Selon un analyste, le problème est que ses voisins ne veulent pas réaliser le fait que seul le Mali a à surveiller près de cinq mille kilomètres de frontière. Car c’est bien cela la longueur totale des frontières de ce pays avec l’Algérie, (1373 km), la Mauritanie (2237 km) et le Niger (821 km). En comparaison, entre « l’Algérie qui est l’épicentre salafiste et la Mauritanie il n’y a que 463 km ». Soit ! Mais comment expliquer que les jihadistes n’aient pas pu s’installer au Niger qui partage tout de même 962 km avec l’Algérie? Il est vrai, poursuit l’analyste, que le Niger de Tandja a souvent croisé le fer avec eux mais en vérité, ceux-ci « ne s’installent que là où il y a une communauté arabe forte et de bonnes cachettes ». Pour lui, seul le Mali réunit ces conditions. Quid de l’hypothèse d’un pacte tacite de non agression entre Aqmi et son hôte malien ? Et des rumeurs que les services d’intelligence des pays occidentaux convaincus de sa mauvaise foi ne veulent pas coopérer avec leur homologue malien ? « Faux et archifaux. La coopération, à ce niveau, ne fait pas défaut.
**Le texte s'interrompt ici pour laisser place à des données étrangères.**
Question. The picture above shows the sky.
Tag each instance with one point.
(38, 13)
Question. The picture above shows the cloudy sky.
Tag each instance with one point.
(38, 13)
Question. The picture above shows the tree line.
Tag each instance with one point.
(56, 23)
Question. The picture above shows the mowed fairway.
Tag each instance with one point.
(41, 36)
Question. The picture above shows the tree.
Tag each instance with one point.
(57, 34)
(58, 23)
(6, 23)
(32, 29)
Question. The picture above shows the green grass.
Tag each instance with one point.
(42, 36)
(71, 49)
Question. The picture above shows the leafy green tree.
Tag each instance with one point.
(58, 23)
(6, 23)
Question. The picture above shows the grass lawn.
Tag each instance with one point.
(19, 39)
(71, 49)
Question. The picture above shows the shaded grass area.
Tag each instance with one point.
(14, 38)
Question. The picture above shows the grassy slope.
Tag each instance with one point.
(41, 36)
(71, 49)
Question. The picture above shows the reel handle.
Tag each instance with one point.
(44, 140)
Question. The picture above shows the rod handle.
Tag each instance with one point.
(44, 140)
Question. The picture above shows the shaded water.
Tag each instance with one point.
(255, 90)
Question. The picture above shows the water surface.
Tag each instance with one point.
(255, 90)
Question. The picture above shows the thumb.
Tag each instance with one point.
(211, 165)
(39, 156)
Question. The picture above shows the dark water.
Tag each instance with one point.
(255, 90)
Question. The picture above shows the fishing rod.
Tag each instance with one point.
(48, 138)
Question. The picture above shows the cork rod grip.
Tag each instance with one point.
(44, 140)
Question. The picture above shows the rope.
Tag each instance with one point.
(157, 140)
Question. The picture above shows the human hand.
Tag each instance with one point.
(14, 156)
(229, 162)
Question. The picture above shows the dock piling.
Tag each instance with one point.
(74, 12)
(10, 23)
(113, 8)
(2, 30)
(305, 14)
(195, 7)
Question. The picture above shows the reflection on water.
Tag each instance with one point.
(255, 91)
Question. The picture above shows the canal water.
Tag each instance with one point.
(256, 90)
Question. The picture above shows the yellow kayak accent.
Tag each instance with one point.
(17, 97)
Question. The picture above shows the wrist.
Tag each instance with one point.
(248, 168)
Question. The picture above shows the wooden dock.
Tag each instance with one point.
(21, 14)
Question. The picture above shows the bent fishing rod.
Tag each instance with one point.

Avec le Ghana, nous sommes le seul pays ouest-africain à avoir reçu la visite du Directeur de la CIA, le Général Michael Hayden venu, le 18 janvier 2008 féliciter ATT des efforts maliens dans le cadre de la lutte anti terroriste ». Il est vrai, c’était en 2008. En 2010, le narcotrafic mené à une échelle sans précédent complique les enjeux de l’espace sahélo-saharien. ATT sait que son pays n’a plus droit à l’erreur qui, le 5 mars dernier, a dévoilé la nouvelle stratégie malienne d’éradication du terrorisme et du narcotrafic devant le Conseil supérieur de la Défense. Le plan à plusieurs volets se veut radical : éviter que le Mali soit au « narco-terrorisme » ce que Médine fut à l’Islam. Dix jours plus tard, à Alger, les ministres des pays riverains de cet espace -sans le Maroc- allaient renouveler leur détermination à enrayer la tumeur Aqmi. Reste à voir si celle-ci n’a pas métastasé.